Artificial Intelligence in Enterprise Network Security
TrustPort THREAT INTELLIGENCE is a unique technology for monitoring and analysis of advanced security issues in network traffic.
Faster Incident Response
By detecting atomic symptoms of malicious behavior and anomalies in network traffic it identifies cyber attacks in a very early stage, decreases incident response time and prevents further damage. Thereby, it helps to decrease overall cyber security risks.
Detailed Network Monitoring
TrustPort Threat Intelligence offers an overview of the monitored network so that it is elementary to understand who and how uses individual network elements, bandwidth and other resources as requests, services, and how they are interconnected.
& Easy Administration
Threat Intelligence was developed to provide expert security capabilities while remaining little demanding to use and administer. It is a passive solution which makes its deployment very easy and fast without any integration problems. You can rely on the system and its long-term stability.
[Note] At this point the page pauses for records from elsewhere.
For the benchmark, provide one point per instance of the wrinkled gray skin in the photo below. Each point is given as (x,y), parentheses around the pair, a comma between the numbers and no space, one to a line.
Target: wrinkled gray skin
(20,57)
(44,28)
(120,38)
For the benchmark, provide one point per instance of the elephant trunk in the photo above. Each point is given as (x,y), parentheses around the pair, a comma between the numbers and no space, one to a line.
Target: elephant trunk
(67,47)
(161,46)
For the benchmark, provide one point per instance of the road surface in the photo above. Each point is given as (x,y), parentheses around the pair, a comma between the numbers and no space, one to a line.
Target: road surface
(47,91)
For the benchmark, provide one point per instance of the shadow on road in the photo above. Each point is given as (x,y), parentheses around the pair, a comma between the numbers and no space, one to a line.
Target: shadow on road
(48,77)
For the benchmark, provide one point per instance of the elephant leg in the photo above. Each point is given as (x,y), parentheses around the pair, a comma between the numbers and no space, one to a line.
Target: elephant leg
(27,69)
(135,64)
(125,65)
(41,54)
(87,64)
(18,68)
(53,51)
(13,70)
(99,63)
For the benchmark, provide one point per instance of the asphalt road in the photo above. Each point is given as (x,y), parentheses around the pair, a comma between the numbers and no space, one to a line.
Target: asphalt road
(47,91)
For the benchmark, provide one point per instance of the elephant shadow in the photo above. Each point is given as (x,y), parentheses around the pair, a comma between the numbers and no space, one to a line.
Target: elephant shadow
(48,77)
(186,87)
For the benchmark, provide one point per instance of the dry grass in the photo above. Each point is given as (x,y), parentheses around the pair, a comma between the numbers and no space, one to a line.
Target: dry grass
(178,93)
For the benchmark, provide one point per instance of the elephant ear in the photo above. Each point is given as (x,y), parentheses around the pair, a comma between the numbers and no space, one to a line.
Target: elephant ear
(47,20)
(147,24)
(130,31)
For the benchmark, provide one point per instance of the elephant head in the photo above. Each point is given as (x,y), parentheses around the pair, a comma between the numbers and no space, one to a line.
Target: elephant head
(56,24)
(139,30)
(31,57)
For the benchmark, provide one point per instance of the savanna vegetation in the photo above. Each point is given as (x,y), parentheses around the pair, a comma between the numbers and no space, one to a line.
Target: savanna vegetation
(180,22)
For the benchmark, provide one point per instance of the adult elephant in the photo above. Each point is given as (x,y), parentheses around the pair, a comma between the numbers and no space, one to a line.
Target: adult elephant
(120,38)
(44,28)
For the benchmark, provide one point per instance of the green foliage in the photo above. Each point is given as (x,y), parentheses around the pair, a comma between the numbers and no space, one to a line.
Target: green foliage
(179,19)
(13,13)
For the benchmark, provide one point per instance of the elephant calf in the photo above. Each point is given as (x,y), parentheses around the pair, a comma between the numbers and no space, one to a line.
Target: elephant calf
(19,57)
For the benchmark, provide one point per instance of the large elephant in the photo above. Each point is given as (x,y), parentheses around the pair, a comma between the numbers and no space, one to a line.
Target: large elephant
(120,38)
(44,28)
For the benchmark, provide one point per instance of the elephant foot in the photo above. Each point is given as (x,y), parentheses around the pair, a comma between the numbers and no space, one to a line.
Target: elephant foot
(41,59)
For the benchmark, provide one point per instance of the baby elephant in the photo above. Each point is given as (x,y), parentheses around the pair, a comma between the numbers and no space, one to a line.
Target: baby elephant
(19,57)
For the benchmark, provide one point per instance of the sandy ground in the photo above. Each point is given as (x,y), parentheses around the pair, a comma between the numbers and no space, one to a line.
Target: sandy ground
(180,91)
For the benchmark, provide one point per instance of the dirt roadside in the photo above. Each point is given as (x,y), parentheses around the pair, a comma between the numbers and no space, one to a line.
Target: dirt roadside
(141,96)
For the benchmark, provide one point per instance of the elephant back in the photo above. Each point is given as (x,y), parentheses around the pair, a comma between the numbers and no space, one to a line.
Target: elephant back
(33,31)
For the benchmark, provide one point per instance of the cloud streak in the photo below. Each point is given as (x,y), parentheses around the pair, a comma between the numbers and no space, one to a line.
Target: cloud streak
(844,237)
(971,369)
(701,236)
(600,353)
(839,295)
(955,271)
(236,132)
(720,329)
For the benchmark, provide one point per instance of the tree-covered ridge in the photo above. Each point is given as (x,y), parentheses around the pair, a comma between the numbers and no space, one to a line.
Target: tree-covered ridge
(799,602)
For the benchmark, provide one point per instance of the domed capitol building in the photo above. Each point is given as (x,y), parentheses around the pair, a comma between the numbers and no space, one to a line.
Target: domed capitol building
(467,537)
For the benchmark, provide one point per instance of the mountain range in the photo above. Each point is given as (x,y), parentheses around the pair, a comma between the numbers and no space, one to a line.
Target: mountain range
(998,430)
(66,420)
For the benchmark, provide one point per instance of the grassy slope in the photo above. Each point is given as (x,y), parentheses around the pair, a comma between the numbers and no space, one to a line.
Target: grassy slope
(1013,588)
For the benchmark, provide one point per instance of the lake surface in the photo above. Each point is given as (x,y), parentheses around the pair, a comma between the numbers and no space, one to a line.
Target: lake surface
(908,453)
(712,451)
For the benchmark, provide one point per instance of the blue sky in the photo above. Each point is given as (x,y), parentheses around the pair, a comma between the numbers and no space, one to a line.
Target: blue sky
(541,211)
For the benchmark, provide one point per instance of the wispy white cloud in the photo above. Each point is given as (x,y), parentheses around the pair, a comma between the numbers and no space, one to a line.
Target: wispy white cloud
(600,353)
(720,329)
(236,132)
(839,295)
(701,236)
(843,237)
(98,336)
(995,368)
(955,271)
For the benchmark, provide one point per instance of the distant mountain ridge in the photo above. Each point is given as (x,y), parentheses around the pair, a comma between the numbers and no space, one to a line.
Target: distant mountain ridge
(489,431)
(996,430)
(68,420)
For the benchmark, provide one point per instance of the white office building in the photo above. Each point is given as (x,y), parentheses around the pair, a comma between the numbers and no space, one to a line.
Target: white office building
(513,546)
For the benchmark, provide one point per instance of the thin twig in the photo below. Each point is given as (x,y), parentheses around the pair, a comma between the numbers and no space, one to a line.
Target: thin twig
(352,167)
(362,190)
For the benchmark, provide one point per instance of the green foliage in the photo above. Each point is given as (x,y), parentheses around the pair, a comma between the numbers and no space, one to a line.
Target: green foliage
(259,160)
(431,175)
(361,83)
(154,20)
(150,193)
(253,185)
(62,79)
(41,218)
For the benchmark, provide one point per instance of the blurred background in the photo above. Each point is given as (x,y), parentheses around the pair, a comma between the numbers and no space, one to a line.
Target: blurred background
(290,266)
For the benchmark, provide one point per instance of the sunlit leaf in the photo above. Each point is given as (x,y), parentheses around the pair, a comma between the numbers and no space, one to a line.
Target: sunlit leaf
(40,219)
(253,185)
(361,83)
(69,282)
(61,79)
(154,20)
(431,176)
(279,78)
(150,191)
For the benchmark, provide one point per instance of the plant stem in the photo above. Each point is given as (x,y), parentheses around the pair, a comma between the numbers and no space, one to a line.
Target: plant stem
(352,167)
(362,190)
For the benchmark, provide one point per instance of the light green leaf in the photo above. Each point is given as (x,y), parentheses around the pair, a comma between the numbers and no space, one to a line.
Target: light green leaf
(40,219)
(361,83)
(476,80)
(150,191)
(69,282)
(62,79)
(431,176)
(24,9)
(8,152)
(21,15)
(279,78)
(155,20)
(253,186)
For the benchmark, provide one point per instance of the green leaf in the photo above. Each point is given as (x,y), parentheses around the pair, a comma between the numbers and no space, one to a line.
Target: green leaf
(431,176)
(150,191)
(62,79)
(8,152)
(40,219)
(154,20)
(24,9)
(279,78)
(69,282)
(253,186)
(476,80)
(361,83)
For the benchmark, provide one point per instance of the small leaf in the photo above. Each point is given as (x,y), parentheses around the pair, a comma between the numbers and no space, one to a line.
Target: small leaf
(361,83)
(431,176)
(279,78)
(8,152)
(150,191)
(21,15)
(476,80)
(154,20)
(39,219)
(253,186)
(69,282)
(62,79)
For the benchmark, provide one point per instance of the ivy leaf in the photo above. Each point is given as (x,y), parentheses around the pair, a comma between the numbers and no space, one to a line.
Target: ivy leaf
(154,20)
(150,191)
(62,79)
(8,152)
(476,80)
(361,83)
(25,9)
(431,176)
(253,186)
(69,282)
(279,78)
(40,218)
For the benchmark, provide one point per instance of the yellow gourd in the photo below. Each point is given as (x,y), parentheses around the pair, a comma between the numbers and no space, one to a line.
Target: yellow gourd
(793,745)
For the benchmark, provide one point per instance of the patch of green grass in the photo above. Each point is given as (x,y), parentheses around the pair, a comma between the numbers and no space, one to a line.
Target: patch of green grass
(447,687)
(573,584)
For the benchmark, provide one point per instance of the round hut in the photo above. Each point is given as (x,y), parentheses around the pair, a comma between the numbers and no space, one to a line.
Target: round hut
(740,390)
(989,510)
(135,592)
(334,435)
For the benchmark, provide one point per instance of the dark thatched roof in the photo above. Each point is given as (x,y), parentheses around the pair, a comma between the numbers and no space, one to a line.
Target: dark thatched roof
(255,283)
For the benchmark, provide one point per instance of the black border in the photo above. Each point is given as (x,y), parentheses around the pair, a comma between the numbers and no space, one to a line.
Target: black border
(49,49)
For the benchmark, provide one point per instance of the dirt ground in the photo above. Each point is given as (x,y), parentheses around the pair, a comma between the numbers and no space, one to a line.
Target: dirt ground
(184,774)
Machine learning saves time and decreases administration costs
Unlike most anomaly detection and network behavior analysis systems Threat Intelligence is not dependent on manually set rules. Instead, it automatically generates self-adapting adapt as the network traffic and threat landscape evolve. This saves much time of IT security professionals in maintenance and administration.
Threat Intelligence integrates its main detection engine (network behavior analysis) with other built-in engines: intrusion detection system (IDS) and honeypots. Not only will you see their outputs on a single screen, but above all they provide a further analysis with an additional level of artificial intelligence.
As a result, working with Threat Intelligence is more efficient, decreases the false positive rate and increases the sensitivity and effectiveness of detection.
Additionally, you can integrate reports of antimalware from endpoints into the analysis (in case of using antimalware with central management capability).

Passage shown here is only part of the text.